At the start of this summer I spent some time thinking about how I would structure my day in order to get more writing done. I wanted to find a daily schedule that I could follow consistently, without the risk of burnout.
This post will outline some of the things I’ve learned about how to spend time writing productively each and every day.
While my summer writing routine has not been a total success – there are inevitably ups and downs in the writing process – overall I’m pleased with the progress I’ve made on my PhD dissertation on a consistent basis.
My first point of reference was the excellent Manage Your Day-to-Day. ’20 leading creative minds’ have each written a chapter on an aspect of their daily work practices.
In addition, I did some research on how other writers structure their days (hint: not like this). Brainpickings regularly posts on writing. I found this series from a professional blogging website useful. The University of Durham Dept. of Anthropology has a ‘Writing on Writing‘ section on its website that’s very helpful.
So, having read a little bit about how other, more prolific writers go about their day, I attempted to pick out the habits that I thought I could manage to take-up. Below are some ideas that resonated with me, how I tried to incorporate them into my routine, and how they worked out:
1) You can only be ‘creatively productive’ a few hours each day.
Many writers I read about can only take-on their word processing software from between 2 to 5 hours a day. Some focus on word-count (i.e. 1,000 words a day), though I’ve found a word target to be more helpful at the idea generation stage of writing but less so as the project takes shape. When focusing purely on words written a good editing session is penalised.
(I should stress that the 2 to 5 hour figure is for the creative writing process. Reading, note-taking, bibliographic organisation, starting a business, etc. are the kind of tasks for the other hours of the working day.)

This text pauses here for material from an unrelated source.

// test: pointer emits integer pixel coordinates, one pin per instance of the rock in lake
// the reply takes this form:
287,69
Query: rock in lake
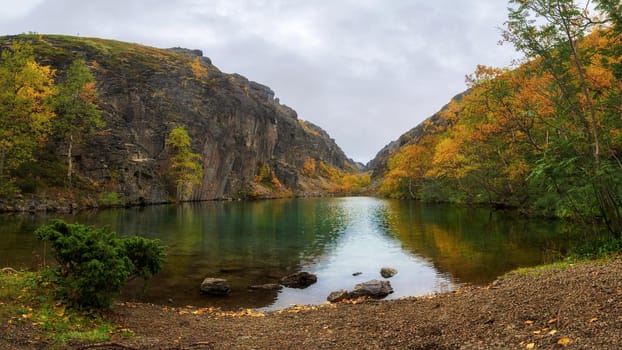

A key concept I’ve wholeheartedly taken to heart is that when creating a writing schedule you are managing your energy rather than your time. Regular breaks, walks, and runs are examples of important parts of the writing process, not wasted time to feel guilty about.
Any energy-giving hobby that you can can easily fit into a daily routine is to be encouraged. I’ve taken my running more seriously this summer, and it has definitely helped my writing. ‘Energy-giving’ activities for me are simple tasks that give a sense of achievement: running, walking, reading, gardening … even doing the dreaded dishes.
2) Cut media consumption.
‘Manage Your Day-to-Day’ mentions being mindful of your long term goals when planning a routine. Do your daily habits get you to where you want to go? This prompted me to think about my media consumption and to cut back distractions (generally too much news and too much sport).
The caveat here is not to give up all those distractions that can boost your energy by making you happy, you want that positive energy for writing!
I consider the Internet, blogging, and social media to be important tools for my work, but not in excess, which is all to easy to stumble into. I spent a few hours limiting the information that reaches me:
– I ruthlessly cut RSS feeds.
– I unsubscribed from unwanted email newsletters (and tried to move those I did want to RSS to reduce inbox clutter).
– ‘Unliked’ or muted many feeds on Facebook.
– Stuck to my managed lists and relevant hashtags on Twitter.
These tweaks worked really well. I’ve been meaning to organise my media consumption for a while, and would recommend the time invested (assuming you don’t often prune your feeds, like me).
3) Distraction free writing time is non-negotiable.
I’ve learned that procrastination is not the real problem, the energy it takes choosing not to procrastinate is. Constantly making the choice not to check this or that takes effort. That effort is better spent on the actual task of writing. My intention was to cut out large blocks of time, limit potential distractions as much as possible, and focus exclusively on writing.
Cutting off the Internet is actually surprisingly difficult with smartphones, ubiquitous wifi, and (in the library, at least) workstations everywhere. This habit was the hardest to implement properly. I actually felt fairly self-conscious about this one: ‘Surely I have the will power to resist these trivial distractions!’ Well, the whole point is to take away any choice in the matter. There’s no way to get sucked into the Internet wormhole if you physically can’t access the web.
To exit the connected world:
– I disabled the Internet for a minimum of 4 hours a day (sometimes from 9am-5pm, and the world didn’t end.). No email. No RSS. No social-media.
– I switched my SIM-card into a dumb phone to prevent cheating.
This was (and is) wildly successful. My writing time has been much more productive, I have more time to think, and I’ve been reading more as well. Rather than check email, I’m now much more likely to grab a book when I need a 10 minute break.
Self-Control is easily my favourite software right now (and it’s free).
4) Consistency is key.
None of the above habits are anything particularly exciting or special. But performed consistently they help get writing done. All-day binge writing is possible, but not sustainable; it’s a thing of the past for me (deadlines excepted!).
The whole point of my mini-experiment was to discover for myself what a consistently achievable writing schedule might be. Everyone is different, and I’d recommend trying similar experiments to find a workable daily routine that works for you.
Please let me know your own ideas on creating a workable daily writing routine!